Aski the Turtle is a puppet who will lead some of the storytelling and learning as Winston Churchill school hosts a night of celebration with bannock and soup being served for supper.
Grade four student Adam Tindall wants everyone to come over to the school for Aski night.
“If you didn’t know, North America is technically called Turtle Island. We’re going to learn about Indigenous people and things they did. I heard about this turtle in Kindergarten – that’s the only time I’ve heard about him.”
Along with his grandparents, Tindall says Aski the Turtle lives with another character called Mischief.
The event comes in the middle of Métis Awareness Week with Louis Riel Day being observed on Wednesday Nov. 16 as well.
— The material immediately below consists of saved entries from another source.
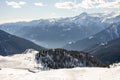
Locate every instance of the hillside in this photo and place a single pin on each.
(108, 53)
(10, 44)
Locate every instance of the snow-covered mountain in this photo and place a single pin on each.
(108, 52)
(10, 44)
(61, 58)
(57, 32)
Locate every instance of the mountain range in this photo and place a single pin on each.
(10, 44)
(54, 33)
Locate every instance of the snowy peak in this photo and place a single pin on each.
(61, 58)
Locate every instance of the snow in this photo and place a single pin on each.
(91, 37)
(22, 67)
(62, 74)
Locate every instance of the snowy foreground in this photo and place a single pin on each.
(22, 67)
(62, 74)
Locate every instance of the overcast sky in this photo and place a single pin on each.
(25, 10)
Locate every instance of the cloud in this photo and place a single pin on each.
(16, 4)
(65, 5)
(39, 4)
(89, 4)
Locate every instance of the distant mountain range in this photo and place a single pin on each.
(61, 58)
(54, 33)
(10, 44)
(101, 38)
(105, 45)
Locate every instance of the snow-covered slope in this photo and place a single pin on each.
(11, 44)
(57, 32)
(22, 67)
(24, 60)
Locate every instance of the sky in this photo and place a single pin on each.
(26, 10)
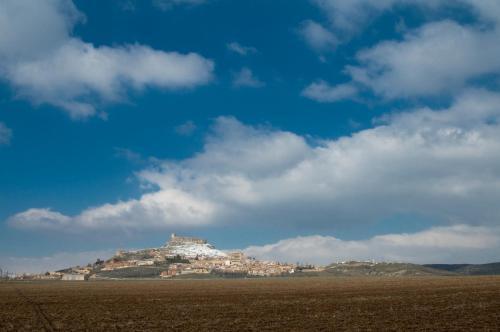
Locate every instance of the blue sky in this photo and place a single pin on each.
(287, 128)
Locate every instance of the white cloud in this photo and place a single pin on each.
(169, 4)
(440, 57)
(240, 49)
(441, 165)
(58, 261)
(45, 64)
(186, 129)
(322, 92)
(318, 38)
(452, 244)
(246, 78)
(5, 134)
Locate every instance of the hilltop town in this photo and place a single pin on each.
(180, 257)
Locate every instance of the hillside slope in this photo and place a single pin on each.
(468, 269)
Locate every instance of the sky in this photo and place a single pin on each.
(310, 130)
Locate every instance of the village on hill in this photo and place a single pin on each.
(180, 257)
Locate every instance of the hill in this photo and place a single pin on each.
(358, 269)
(468, 269)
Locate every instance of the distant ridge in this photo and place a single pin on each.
(468, 269)
(386, 269)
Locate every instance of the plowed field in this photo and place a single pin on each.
(313, 304)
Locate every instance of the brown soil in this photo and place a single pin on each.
(313, 304)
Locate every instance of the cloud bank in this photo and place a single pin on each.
(44, 63)
(442, 165)
(453, 244)
(54, 262)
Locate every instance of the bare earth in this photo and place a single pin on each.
(313, 304)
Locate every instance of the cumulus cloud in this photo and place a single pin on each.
(5, 134)
(452, 244)
(58, 261)
(322, 92)
(317, 37)
(45, 64)
(440, 57)
(441, 165)
(186, 129)
(240, 49)
(246, 78)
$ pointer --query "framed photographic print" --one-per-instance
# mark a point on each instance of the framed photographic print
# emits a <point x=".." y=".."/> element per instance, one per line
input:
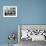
<point x="9" y="11"/>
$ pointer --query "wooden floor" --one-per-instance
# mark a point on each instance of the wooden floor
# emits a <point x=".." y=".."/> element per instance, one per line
<point x="30" y="43"/>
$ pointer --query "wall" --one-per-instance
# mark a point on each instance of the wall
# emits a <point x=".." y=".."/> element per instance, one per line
<point x="29" y="12"/>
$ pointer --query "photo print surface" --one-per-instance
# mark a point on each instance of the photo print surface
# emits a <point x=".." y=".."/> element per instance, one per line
<point x="9" y="11"/>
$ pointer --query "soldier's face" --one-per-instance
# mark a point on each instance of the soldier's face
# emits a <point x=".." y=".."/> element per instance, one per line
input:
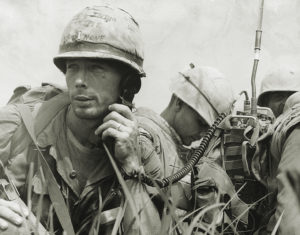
<point x="93" y="85"/>
<point x="189" y="125"/>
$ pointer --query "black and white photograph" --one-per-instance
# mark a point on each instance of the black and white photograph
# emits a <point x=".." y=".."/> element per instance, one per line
<point x="161" y="117"/>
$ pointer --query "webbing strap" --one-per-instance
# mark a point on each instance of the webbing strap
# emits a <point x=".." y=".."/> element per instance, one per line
<point x="53" y="188"/>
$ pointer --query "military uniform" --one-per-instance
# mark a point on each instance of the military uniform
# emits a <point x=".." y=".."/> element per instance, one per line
<point x="284" y="151"/>
<point x="102" y="33"/>
<point x="62" y="150"/>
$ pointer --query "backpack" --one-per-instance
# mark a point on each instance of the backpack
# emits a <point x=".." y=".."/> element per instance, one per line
<point x="26" y="99"/>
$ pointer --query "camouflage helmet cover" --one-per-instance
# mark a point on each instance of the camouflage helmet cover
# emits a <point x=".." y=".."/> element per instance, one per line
<point x="204" y="89"/>
<point x="102" y="32"/>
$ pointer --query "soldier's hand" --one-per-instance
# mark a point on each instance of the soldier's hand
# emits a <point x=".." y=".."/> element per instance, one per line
<point x="11" y="211"/>
<point x="121" y="125"/>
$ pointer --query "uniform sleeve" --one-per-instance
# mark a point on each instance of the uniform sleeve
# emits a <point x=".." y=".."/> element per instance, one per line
<point x="150" y="159"/>
<point x="13" y="144"/>
<point x="287" y="199"/>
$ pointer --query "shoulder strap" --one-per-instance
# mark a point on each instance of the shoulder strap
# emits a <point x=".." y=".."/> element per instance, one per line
<point x="49" y="110"/>
<point x="53" y="187"/>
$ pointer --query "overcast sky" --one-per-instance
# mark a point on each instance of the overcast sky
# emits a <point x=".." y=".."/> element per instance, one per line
<point x="218" y="33"/>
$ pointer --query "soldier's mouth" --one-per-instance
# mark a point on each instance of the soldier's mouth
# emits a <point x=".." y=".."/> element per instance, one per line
<point x="82" y="98"/>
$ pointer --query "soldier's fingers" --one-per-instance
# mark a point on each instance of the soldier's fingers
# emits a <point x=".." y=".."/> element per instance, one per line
<point x="3" y="224"/>
<point x="118" y="118"/>
<point x="123" y="110"/>
<point x="111" y="124"/>
<point x="9" y="215"/>
<point x="106" y="125"/>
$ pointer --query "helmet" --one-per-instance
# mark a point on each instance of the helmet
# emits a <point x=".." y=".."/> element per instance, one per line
<point x="204" y="89"/>
<point x="283" y="79"/>
<point x="102" y="32"/>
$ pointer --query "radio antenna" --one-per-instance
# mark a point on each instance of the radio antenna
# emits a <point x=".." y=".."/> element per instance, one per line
<point x="256" y="59"/>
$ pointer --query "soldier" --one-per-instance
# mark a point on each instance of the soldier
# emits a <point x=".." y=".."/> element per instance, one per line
<point x="279" y="91"/>
<point x="199" y="95"/>
<point x="101" y="55"/>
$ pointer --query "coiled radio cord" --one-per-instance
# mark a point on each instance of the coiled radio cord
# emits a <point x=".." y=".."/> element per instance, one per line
<point x="162" y="183"/>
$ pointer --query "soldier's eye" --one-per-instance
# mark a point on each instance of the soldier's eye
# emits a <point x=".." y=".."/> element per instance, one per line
<point x="72" y="67"/>
<point x="97" y="68"/>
On that day in 1885, Riel was hanged in Regina for his role in opposing the Canadian government’s incursion on Métis homelands.
The Small Fires Indigenous Mentors from Lloydminster Comprehensive have made about 400 bannock and are involved in mentoring grades two and three at Winston Churchill school.
Aski, the Turtle is utilized in the classroom to support the improvement of First Nations and Métis student and family engagement and is a wonderful holistic approach to education, consistent with culturally-relevant teaching practices, says Denae Bruce who First Nations,Métis and Inuit lead with the Lloydminster Public School Division.
Principal Amy Skinner says the aim of the activity is bring the community together to learn more about our Indigenous heritage.
“We have the LPSD Prairie Thunder drum group that’s going to be performing. And it is Métis week in Saskatchewan and one of our students at LCHS is coming over to teach the Red River Jig and doing a jingle dance for us.”
Also attending on Wednesday evening will be Elder Vivian Whitstone, home school liaison Gina Nelson, and educator Clint Chocan who will share some songs on his guitar.
The come and go event starts at 5:30 p.m.